Кто-то неуверенно сказал:
— Тут.
— Не можно. Ще церкву обворуете… Гайда до войсковой, тамо вас разведуть по хатам.
— Вот это — ничего! — говорил Конёв, идя рядом со мною. — Это всё-таки…
— Ворами нас считают, — сказал я.
— Так — везде! Это и у нас тоже полагается. Осторожность: про чужого всегда лучше думать, что он вор…
А рязанка шла впереди нас рядом с толстомордым парнем; он раскис и бормотал что-то невнятное, а она, высоко подняв голову, чётко говорила тоном матери:
— Ты — молоденький, тебе не надо с разбойниками якшаться…
Медленно бил колокол, и встречу нам со дворов выползали чисто одетые старики и старухи, пустынная улица оживала, коренастые хаты смотрели приветливее.
Звонкий девичий голос кричал:
— Ма-ам? Мамка! Ключ от зелёного сундука — где? Ленты взять…
Мычали волы, отвечая зову колокола глухим эхом.
Ветер стих; над станицей замедленно двигались красные облака, и вершины гор тоже рдяно раскраснелись. Казалось — они тают и текут золотисто-огненными потоками на степь, где, точно из камня высеченный, стоит на одной ноге аист и слушает тихий шорох уставших за день трав.
На дворе войсковой хаты у нас отобрали паспорта, двое оказались беспаспортными, их отвели в угол двора и спрятали там в тёмный хлевушок. Всё делалось тихо и спокойно, как обычное, надоевшее. Конёв уныло посматривал в темнеющее небо и ворчал:
— Удивительно даже…
— Что?
— Пачпорта, например. Хорошего, смирного человека можно бы и без пачпорта по земле пускать… Ежели я — безвредный…
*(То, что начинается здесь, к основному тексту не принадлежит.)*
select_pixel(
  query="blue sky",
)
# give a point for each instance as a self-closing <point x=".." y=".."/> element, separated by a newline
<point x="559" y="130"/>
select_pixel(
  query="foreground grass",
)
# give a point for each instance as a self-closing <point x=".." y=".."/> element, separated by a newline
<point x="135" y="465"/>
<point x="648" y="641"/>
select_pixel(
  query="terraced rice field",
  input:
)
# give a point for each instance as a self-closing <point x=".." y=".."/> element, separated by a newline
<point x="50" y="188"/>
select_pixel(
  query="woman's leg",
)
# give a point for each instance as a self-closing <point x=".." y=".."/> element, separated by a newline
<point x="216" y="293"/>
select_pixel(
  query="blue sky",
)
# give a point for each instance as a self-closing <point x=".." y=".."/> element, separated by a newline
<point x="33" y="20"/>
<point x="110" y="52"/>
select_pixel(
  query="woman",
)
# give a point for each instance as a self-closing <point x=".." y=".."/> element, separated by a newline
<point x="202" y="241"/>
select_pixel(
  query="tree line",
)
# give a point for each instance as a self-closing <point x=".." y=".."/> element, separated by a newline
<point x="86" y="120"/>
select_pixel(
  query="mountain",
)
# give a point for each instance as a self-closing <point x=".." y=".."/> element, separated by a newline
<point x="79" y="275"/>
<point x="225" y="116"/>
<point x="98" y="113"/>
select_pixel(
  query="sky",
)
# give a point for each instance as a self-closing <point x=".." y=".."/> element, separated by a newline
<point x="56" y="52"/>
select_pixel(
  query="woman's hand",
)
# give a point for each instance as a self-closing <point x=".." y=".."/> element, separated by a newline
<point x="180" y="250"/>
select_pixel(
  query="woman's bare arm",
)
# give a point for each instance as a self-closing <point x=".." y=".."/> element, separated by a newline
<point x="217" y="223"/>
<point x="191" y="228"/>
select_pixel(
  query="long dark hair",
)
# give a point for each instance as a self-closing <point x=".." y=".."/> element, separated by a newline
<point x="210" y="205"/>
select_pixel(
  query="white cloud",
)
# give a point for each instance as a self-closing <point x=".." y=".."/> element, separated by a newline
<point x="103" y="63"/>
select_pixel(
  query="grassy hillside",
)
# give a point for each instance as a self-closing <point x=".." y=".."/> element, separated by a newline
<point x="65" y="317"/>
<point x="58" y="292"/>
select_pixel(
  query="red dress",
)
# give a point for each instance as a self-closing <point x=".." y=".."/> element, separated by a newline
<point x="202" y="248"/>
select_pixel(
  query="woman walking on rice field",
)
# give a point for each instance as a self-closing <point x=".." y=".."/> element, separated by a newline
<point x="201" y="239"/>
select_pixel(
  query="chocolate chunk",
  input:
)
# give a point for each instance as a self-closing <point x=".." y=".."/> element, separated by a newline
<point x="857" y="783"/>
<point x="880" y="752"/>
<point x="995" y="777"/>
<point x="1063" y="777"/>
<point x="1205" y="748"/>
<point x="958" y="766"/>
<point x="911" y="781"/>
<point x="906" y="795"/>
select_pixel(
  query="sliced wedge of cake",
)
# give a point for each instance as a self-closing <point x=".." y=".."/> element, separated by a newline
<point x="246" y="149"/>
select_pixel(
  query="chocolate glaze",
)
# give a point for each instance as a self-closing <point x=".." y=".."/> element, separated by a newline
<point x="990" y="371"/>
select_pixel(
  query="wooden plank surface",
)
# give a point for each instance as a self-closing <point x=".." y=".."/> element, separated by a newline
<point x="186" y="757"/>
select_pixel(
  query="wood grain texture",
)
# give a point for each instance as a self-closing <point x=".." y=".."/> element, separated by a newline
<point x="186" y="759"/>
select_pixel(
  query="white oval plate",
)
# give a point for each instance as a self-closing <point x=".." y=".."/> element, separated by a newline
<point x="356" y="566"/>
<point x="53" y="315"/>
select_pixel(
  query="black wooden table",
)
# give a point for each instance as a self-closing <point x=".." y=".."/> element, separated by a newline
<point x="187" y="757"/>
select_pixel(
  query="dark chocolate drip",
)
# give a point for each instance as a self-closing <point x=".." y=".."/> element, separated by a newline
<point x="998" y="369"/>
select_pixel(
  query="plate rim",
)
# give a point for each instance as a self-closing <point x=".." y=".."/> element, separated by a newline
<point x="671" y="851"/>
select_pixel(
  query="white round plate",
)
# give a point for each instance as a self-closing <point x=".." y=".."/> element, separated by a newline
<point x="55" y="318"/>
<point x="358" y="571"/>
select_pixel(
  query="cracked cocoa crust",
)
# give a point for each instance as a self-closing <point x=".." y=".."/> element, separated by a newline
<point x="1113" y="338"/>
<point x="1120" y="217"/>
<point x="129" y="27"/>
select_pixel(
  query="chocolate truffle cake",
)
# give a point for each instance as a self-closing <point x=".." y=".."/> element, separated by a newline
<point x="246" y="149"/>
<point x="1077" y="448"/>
— Ты — вредный, — сердито и уверенно сказала рязанка.
— Почему так?
— Я знаю почему…
Конёв усмехнулся и замолчал, закрыв глаза.
Почти до конца всенощной мы валялись по двору, как бараны на бойне, потом меня, Конёва, обеих женщин и моршанского парня отвели на окраину станицы в пустую хату, с проломленной стеною, с выбитыми стёклами в окнах.
— На улицу не выходить — заарестуем, — сказал казак, провожавший нас.
— Хлебушка бы, небольшой кусок, — заикнулся Конёв.
Казак спокойно спросил:
— Работал?
— Мало ли!
— А на меня?
— Не довелось…
— Когда доведётся, то я тебе дам хлеба…
И, коротенький, толстый, — выкатился со двора, как бочка.
— Ка-ак он меня, а? — изумлённо возводя брови на середину лба, бормотал Конёв. — Это, просто сказать, жох-народ… ну-ну!
Женщины ушли в самый тёмный угол хаты и точно сразу заснули там; парень, сопя, ощупывал стены, пол, исчез, вернулся с охапкой соломы в руках, постелил её на глинобитный пол и молча разлёгся, закинув руки под избитую голову.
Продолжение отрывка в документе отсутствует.